件数22,354件・対象労働者185,197人(厚労省公表)
2025/08/07|行政資料・リーフレット|調査・統計
厚生労働省は「賃金不払が疑われる事業場に対する監督指導結果(令和6年)」を公表しました(2025年8月7日公表)。
今年の監督指導のポイントは以下のとおりです。
監督指導の概要(令和6年)
- 賃金不払事案の件数:22,354件(前年比+1,005件)
- 対象労働者数:185,197人(同+3,294人)
- 不払金額:172億1,113万円(同+70億1,760万円)
- 指導により解決:21,495件/181,177人/162億732万円(解決率9割超)

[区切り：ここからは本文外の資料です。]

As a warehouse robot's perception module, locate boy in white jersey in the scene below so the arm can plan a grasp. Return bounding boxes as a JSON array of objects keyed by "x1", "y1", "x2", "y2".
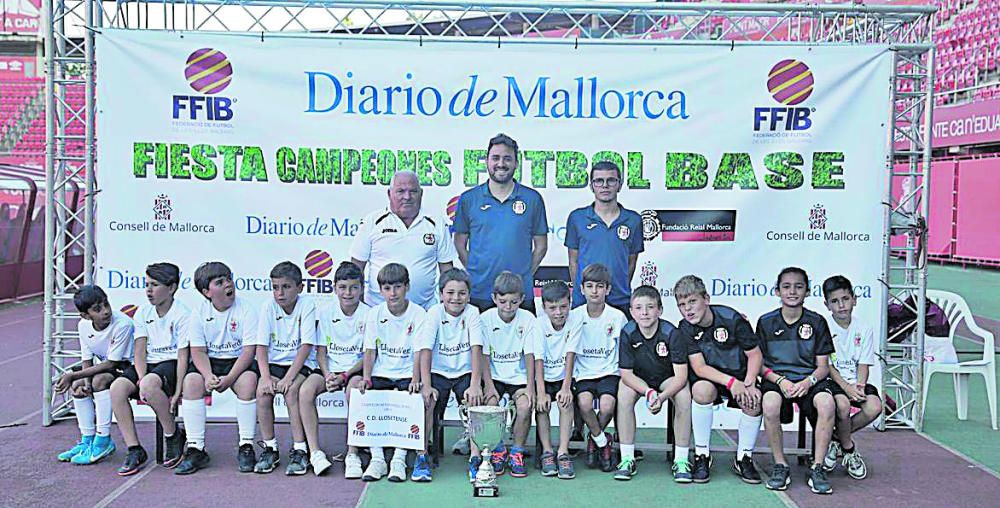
[
  {"x1": 53, "y1": 286, "x2": 133, "y2": 465},
  {"x1": 254, "y1": 261, "x2": 316, "y2": 475},
  {"x1": 111, "y1": 263, "x2": 191, "y2": 476},
  {"x1": 174, "y1": 261, "x2": 257, "y2": 475},
  {"x1": 478, "y1": 271, "x2": 538, "y2": 481},
  {"x1": 533, "y1": 280, "x2": 576, "y2": 480},
  {"x1": 361, "y1": 263, "x2": 434, "y2": 482},
  {"x1": 567, "y1": 263, "x2": 628, "y2": 473},
  {"x1": 823, "y1": 275, "x2": 882, "y2": 480},
  {"x1": 299, "y1": 261, "x2": 368, "y2": 480},
  {"x1": 416, "y1": 268, "x2": 483, "y2": 474}
]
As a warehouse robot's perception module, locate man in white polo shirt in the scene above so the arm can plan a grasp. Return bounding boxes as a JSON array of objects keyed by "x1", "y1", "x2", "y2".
[{"x1": 351, "y1": 171, "x2": 458, "y2": 309}]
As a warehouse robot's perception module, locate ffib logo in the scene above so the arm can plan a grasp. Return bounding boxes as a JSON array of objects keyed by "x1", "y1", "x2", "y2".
[
  {"x1": 753, "y1": 59, "x2": 815, "y2": 132},
  {"x1": 173, "y1": 48, "x2": 235, "y2": 122}
]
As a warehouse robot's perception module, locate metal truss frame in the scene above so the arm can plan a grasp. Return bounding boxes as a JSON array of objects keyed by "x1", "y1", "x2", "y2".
[{"x1": 42, "y1": 0, "x2": 935, "y2": 429}]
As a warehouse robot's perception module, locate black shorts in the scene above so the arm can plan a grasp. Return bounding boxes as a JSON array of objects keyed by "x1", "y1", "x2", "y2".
[
  {"x1": 691, "y1": 378, "x2": 743, "y2": 409},
  {"x1": 493, "y1": 381, "x2": 528, "y2": 401},
  {"x1": 575, "y1": 374, "x2": 620, "y2": 398},
  {"x1": 187, "y1": 358, "x2": 260, "y2": 377},
  {"x1": 760, "y1": 378, "x2": 837, "y2": 427},
  {"x1": 833, "y1": 383, "x2": 879, "y2": 409},
  {"x1": 122, "y1": 360, "x2": 177, "y2": 400},
  {"x1": 431, "y1": 373, "x2": 472, "y2": 415},
  {"x1": 371, "y1": 377, "x2": 410, "y2": 392}
]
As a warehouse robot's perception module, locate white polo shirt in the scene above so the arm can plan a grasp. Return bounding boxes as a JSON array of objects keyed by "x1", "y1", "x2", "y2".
[
  {"x1": 482, "y1": 307, "x2": 539, "y2": 385},
  {"x1": 77, "y1": 310, "x2": 134, "y2": 365},
  {"x1": 133, "y1": 300, "x2": 191, "y2": 363},
  {"x1": 310, "y1": 302, "x2": 370, "y2": 372},
  {"x1": 188, "y1": 296, "x2": 257, "y2": 360},
  {"x1": 827, "y1": 317, "x2": 875, "y2": 384},
  {"x1": 566, "y1": 305, "x2": 628, "y2": 381},
  {"x1": 256, "y1": 295, "x2": 316, "y2": 367},
  {"x1": 350, "y1": 208, "x2": 458, "y2": 309},
  {"x1": 365, "y1": 302, "x2": 427, "y2": 379},
  {"x1": 417, "y1": 303, "x2": 483, "y2": 379},
  {"x1": 532, "y1": 314, "x2": 570, "y2": 381}
]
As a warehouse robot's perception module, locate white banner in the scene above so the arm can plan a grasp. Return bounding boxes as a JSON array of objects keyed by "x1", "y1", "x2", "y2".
[
  {"x1": 347, "y1": 388, "x2": 424, "y2": 450},
  {"x1": 96, "y1": 29, "x2": 892, "y2": 425}
]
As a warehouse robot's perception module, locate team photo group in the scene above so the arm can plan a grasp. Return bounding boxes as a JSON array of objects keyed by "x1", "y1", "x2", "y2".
[{"x1": 55, "y1": 134, "x2": 882, "y2": 494}]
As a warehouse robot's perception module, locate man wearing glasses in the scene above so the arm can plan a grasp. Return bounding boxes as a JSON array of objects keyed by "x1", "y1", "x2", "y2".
[{"x1": 566, "y1": 161, "x2": 644, "y2": 316}]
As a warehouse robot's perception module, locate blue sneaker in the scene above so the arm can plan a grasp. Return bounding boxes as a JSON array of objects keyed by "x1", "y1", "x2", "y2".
[
  {"x1": 59, "y1": 435, "x2": 94, "y2": 462},
  {"x1": 469, "y1": 455, "x2": 483, "y2": 483},
  {"x1": 71, "y1": 436, "x2": 115, "y2": 466},
  {"x1": 410, "y1": 453, "x2": 431, "y2": 482}
]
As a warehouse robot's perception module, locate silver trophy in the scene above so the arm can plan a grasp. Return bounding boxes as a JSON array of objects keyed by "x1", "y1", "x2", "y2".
[{"x1": 459, "y1": 404, "x2": 514, "y2": 497}]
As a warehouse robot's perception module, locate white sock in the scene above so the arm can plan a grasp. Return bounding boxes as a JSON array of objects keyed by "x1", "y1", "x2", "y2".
[
  {"x1": 590, "y1": 432, "x2": 608, "y2": 448},
  {"x1": 618, "y1": 443, "x2": 635, "y2": 460},
  {"x1": 236, "y1": 399, "x2": 256, "y2": 444},
  {"x1": 94, "y1": 390, "x2": 111, "y2": 436},
  {"x1": 73, "y1": 397, "x2": 97, "y2": 436},
  {"x1": 181, "y1": 399, "x2": 207, "y2": 450},
  {"x1": 691, "y1": 401, "x2": 715, "y2": 457},
  {"x1": 674, "y1": 445, "x2": 690, "y2": 462},
  {"x1": 736, "y1": 413, "x2": 764, "y2": 459}
]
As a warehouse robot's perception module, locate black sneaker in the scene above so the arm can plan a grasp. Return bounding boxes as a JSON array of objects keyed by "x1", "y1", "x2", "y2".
[
  {"x1": 806, "y1": 464, "x2": 833, "y2": 494},
  {"x1": 733, "y1": 455, "x2": 760, "y2": 485},
  {"x1": 118, "y1": 446, "x2": 149, "y2": 476},
  {"x1": 691, "y1": 453, "x2": 712, "y2": 483},
  {"x1": 764, "y1": 464, "x2": 792, "y2": 490},
  {"x1": 236, "y1": 443, "x2": 257, "y2": 473},
  {"x1": 253, "y1": 446, "x2": 281, "y2": 474},
  {"x1": 163, "y1": 429, "x2": 187, "y2": 469},
  {"x1": 285, "y1": 448, "x2": 309, "y2": 476},
  {"x1": 174, "y1": 446, "x2": 209, "y2": 475}
]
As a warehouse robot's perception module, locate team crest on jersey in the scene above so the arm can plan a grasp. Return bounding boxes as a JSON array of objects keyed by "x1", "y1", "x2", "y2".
[
  {"x1": 713, "y1": 328, "x2": 729, "y2": 342},
  {"x1": 618, "y1": 224, "x2": 632, "y2": 240},
  {"x1": 799, "y1": 323, "x2": 812, "y2": 340}
]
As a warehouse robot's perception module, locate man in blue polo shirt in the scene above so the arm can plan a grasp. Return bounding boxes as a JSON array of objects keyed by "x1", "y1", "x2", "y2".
[
  {"x1": 566, "y1": 161, "x2": 644, "y2": 316},
  {"x1": 455, "y1": 134, "x2": 548, "y2": 313}
]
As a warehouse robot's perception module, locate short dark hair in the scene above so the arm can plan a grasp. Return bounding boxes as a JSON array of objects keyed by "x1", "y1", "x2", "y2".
[
  {"x1": 146, "y1": 263, "x2": 181, "y2": 286},
  {"x1": 73, "y1": 284, "x2": 108, "y2": 314},
  {"x1": 271, "y1": 261, "x2": 302, "y2": 286},
  {"x1": 486, "y1": 132, "x2": 520, "y2": 157},
  {"x1": 774, "y1": 266, "x2": 809, "y2": 288},
  {"x1": 194, "y1": 261, "x2": 233, "y2": 296},
  {"x1": 590, "y1": 161, "x2": 622, "y2": 180},
  {"x1": 333, "y1": 261, "x2": 365, "y2": 284},
  {"x1": 375, "y1": 263, "x2": 410, "y2": 286},
  {"x1": 629, "y1": 285, "x2": 663, "y2": 309},
  {"x1": 542, "y1": 280, "x2": 570, "y2": 303},
  {"x1": 438, "y1": 268, "x2": 472, "y2": 291},
  {"x1": 823, "y1": 275, "x2": 854, "y2": 299}
]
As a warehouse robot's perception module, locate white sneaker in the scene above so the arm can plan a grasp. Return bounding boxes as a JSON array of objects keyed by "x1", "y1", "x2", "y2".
[
  {"x1": 309, "y1": 450, "x2": 333, "y2": 476},
  {"x1": 361, "y1": 457, "x2": 389, "y2": 482},
  {"x1": 344, "y1": 453, "x2": 364, "y2": 480},
  {"x1": 389, "y1": 457, "x2": 406, "y2": 483}
]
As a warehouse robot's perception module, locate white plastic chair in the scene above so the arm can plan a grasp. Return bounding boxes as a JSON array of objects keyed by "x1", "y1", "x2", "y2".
[{"x1": 920, "y1": 289, "x2": 997, "y2": 430}]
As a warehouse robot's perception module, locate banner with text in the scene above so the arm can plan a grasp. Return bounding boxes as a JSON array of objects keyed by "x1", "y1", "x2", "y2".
[{"x1": 96, "y1": 29, "x2": 892, "y2": 424}]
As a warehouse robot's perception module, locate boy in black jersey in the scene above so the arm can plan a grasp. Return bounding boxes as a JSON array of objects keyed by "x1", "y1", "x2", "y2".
[
  {"x1": 757, "y1": 267, "x2": 836, "y2": 494},
  {"x1": 615, "y1": 286, "x2": 691, "y2": 483},
  {"x1": 674, "y1": 275, "x2": 763, "y2": 484}
]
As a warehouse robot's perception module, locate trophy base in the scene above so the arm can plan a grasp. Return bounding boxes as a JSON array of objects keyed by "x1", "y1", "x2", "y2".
[{"x1": 472, "y1": 485, "x2": 500, "y2": 497}]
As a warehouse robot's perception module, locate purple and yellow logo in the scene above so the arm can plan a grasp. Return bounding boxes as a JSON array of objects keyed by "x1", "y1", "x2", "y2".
[
  {"x1": 767, "y1": 59, "x2": 813, "y2": 106},
  {"x1": 184, "y1": 48, "x2": 233, "y2": 95}
]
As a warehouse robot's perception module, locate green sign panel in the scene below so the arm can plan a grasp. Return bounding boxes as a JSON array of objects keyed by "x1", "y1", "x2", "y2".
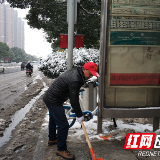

※あわせて公表された別紙では、商業・製造業・保健衛生業・接客娯楽業が件数上位でした。
詳細はこちら
https://www.mhlw.go.jp/stf/newpage_60431.html
よくある賃金不払のパターン
- 固定残業代の運用誤り(超過分未払い・明細に内訳未記載)
- 割増賃金の計算漏れ(深夜・休日・時間外の複合計算抜け)
- 締め日と支払日のズレによる計上漏れ
- 休業手当の未払い(シフト減少時の6割支給忘れ)
- 歩合給・出来高払の違法控除(全額払い原則違反)
モデル事例(匿名)
事例1:固定残業30時間込みだが超過分未払い
- 状況:営業職に「基本給+固定残業30h」を設定。繁忙期は毎月50h程度の時間外。
- 問題:超過20h分と深夜割増を未払い。
- 対応:勤怠を遡及集計し未払い分+遅延損害金を支給。雇用契約・就業規則も改訂。
事例2:締め日設計ミスで残業計上漏れ
- 状況:月末締め・翌月25日払い。月末の残業が翌々月扱いに。
- 対応:締め日を15日に変更し、計上漏れを防止。
事例3:夜勤割増の二重計算漏れ
- 状況:夜勤に時間外+深夜労働が混在。
- 対応:勤怠区分を細分化し、割増計算の網羅性を確保。
実務チェックリスト
- 固定残業の上限・清算方法を契約書に明記
- 36協定と現場運用が一致しているか確認
- 勤怠は実労働時間ベースで集計(所定外/法定外/深夜/休日の区分)
- 締め日と支払日のカットオーバー設計を見直す
- 賃金台帳に割増の内訳表示を徹底
- 休業時は休業手当(平均賃金の60%以上)の要否を判断
- 年1回は外部専門家による未払い監査を実施
まとめ
賃金不払は、労務トラブルや行政指導に直結する大きなリスクです。
日々の勤怠管理や契約内容の見直しで、発生を未然に防ぐことが可能です。
消滅時効は改正により賃金請求3年(当分の間)に延長されています。
証拠の残る形での勤怠管理と賃金計算が重要です。